All of the slice specifications so far preserve the dimensions of the array. Removing an axis can be done by using an integer as a slice specification.

This example removes the first axis by collapsing it to its first row:
> (array-slice-ref arr (list 0 ::...))

- : (Array String)

 (array #[#["000" "001" "002" "003"] #["010" "011" "012" "013"] #["020" "021" "022" "023"]])
Removing the second axis by collapsing it to the row with index 1:
 > (array-slice-ref arr (list (::) 1 ::...)) - : (Array String) (array #[#["010" "011" "012" "013"] #["110" "111" "112" "113"]])
Removing the second-to-last axis (which for arr is the same as the second):
 > (array-slice-ref arr (list ::... 1 (::))) - : (Array String) (array #[#["010" "011" "012" "013"] #["110" "111" "112" "113"]])
All of these examples can be done using array-axis-ref. However, removing an axis relative to the dimension of the array (e.g. the second-to-last axis) is easier to do using array-slice-ref, and it is sometimes convenient to combine axis removal with other slice operations.

As a slice specification, (::new dk) inserts dk into the resulting array’s shape, in the corresponding axis position. The new axis has length dk, which must be nonnegative.

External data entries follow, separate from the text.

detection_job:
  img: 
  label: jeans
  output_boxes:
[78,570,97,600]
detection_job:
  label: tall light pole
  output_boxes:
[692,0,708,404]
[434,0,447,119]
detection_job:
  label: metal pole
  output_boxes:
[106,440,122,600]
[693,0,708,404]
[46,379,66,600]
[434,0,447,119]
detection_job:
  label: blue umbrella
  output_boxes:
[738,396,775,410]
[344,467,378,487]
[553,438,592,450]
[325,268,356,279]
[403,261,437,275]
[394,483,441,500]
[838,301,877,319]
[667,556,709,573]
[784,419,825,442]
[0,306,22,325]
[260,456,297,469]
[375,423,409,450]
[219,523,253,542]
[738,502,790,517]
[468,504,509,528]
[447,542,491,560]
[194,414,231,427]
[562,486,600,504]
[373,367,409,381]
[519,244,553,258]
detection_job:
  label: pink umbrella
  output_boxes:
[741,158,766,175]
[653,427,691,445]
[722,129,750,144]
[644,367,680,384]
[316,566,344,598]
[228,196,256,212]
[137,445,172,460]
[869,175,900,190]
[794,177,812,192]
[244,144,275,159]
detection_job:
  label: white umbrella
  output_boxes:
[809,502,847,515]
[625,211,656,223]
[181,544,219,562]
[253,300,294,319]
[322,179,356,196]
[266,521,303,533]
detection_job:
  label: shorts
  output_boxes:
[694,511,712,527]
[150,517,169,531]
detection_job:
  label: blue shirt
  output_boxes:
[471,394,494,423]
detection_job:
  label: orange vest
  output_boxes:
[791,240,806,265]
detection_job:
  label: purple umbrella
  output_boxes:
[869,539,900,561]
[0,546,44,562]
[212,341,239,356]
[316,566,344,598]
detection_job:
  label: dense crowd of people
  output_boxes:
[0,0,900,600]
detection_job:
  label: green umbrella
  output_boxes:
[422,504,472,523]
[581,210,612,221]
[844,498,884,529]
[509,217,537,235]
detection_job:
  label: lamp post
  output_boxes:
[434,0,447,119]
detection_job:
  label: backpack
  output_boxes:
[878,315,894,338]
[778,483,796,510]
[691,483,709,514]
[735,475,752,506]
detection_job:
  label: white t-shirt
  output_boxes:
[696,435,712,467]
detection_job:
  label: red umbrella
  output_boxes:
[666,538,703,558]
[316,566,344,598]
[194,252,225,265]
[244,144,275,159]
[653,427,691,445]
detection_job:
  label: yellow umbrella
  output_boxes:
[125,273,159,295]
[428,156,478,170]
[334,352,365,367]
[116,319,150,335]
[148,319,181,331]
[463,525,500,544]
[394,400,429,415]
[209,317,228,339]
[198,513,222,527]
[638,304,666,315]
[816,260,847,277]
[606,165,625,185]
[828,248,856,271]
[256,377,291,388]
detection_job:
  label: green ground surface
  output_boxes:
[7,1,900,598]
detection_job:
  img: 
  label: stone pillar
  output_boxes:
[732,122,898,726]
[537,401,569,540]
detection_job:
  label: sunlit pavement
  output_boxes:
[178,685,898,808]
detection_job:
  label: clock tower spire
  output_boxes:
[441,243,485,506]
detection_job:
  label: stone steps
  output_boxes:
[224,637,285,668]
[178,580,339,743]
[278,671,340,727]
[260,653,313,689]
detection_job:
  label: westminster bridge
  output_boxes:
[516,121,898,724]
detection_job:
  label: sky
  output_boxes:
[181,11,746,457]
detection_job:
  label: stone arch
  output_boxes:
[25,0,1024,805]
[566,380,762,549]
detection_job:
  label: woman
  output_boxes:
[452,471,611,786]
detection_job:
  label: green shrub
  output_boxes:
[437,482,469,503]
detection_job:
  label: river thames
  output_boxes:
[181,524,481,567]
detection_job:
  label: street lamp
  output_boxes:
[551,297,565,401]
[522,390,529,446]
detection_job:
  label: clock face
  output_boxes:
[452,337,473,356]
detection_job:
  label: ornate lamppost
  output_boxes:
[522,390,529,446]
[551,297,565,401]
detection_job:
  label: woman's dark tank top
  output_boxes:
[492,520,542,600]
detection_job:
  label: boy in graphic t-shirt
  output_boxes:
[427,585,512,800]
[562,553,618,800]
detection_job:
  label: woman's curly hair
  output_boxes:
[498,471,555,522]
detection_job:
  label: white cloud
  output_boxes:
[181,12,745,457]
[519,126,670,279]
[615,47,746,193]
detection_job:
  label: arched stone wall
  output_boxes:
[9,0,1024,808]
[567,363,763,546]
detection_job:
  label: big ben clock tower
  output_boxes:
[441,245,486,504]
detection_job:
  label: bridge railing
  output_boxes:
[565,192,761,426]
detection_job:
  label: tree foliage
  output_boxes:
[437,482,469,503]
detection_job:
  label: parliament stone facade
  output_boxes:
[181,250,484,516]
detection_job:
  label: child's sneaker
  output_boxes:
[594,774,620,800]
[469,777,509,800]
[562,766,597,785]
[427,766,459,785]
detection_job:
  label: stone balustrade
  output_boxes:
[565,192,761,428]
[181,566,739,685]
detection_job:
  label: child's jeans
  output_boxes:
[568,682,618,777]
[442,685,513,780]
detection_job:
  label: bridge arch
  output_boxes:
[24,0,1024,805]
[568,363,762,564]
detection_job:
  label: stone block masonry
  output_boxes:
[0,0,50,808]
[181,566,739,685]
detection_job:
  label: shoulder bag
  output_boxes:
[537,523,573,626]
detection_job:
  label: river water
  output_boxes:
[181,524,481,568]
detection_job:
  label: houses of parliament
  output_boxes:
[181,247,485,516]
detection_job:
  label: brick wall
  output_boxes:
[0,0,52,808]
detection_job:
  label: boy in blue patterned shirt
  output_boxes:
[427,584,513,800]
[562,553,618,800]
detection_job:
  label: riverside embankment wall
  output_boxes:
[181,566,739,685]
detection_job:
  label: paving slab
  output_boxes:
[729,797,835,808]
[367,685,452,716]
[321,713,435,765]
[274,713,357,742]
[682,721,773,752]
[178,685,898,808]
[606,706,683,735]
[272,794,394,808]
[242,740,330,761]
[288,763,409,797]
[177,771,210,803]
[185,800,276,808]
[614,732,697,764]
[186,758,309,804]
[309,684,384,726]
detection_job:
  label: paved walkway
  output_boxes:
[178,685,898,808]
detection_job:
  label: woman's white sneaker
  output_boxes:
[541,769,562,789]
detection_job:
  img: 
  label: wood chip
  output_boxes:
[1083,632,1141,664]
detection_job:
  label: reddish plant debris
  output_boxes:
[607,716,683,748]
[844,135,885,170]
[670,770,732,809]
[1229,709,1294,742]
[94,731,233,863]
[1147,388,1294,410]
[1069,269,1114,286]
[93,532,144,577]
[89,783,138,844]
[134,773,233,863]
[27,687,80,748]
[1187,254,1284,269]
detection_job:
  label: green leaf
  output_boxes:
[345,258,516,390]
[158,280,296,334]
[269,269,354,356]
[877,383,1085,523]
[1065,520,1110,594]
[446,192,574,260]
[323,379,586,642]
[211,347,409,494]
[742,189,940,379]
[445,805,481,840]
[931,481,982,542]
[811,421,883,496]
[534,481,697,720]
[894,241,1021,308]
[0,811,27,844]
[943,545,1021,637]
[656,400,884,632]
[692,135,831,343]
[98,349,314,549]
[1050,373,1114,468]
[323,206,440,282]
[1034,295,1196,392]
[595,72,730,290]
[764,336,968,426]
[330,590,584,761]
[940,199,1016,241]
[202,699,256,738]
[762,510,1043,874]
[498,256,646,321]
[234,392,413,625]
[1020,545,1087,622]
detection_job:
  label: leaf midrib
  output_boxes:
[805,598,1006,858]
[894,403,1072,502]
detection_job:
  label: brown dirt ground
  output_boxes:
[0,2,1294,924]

For example, we might conceptually wrap another #[] around an array’s data:
> (array-slice-ref arr (list (::new) ::...))

- : (Array String)

 (array #[#[#[#["000" "001" "002" "003"] #["010" "011" "012" "013"] #["020" "021" "022" "023"]] #[#["100" "101" "102" "103"] #["110" "111" "112" "113"] #["120" "121" "122" "123"]]]])
Or duplicate the array twice, within two new outer rows:
> (array-slice-ref arr (list (::new 2) ::...))

- : (Array String)

 (array #[#[#[#["000" "001" "002" "003"] #["010" "011" "012" "013"] #["020" "021" "022" "023"]] #[#["100" "101" "102" "103"] #["110" "111" "112" "113"] #["120" "121" "122" "123"]]] #[#[#["000" "001" "002" "003"] #["010" "011" "012" "013"] #["020" "021" "022" "023"]] #[#["100" "101" "102" "103"] #["110" "111" "112" "113"] #["120" "121" "122" "123"]]]])
Of course, dk = 0 is a valid new axis length, but is usually not very useful:
 > (array-slice-ref arr (list (::) (::new 0) ::...)) - : (Array String) (array #[#[] #[]])
Inserting axes can also be done using array-axis-insert.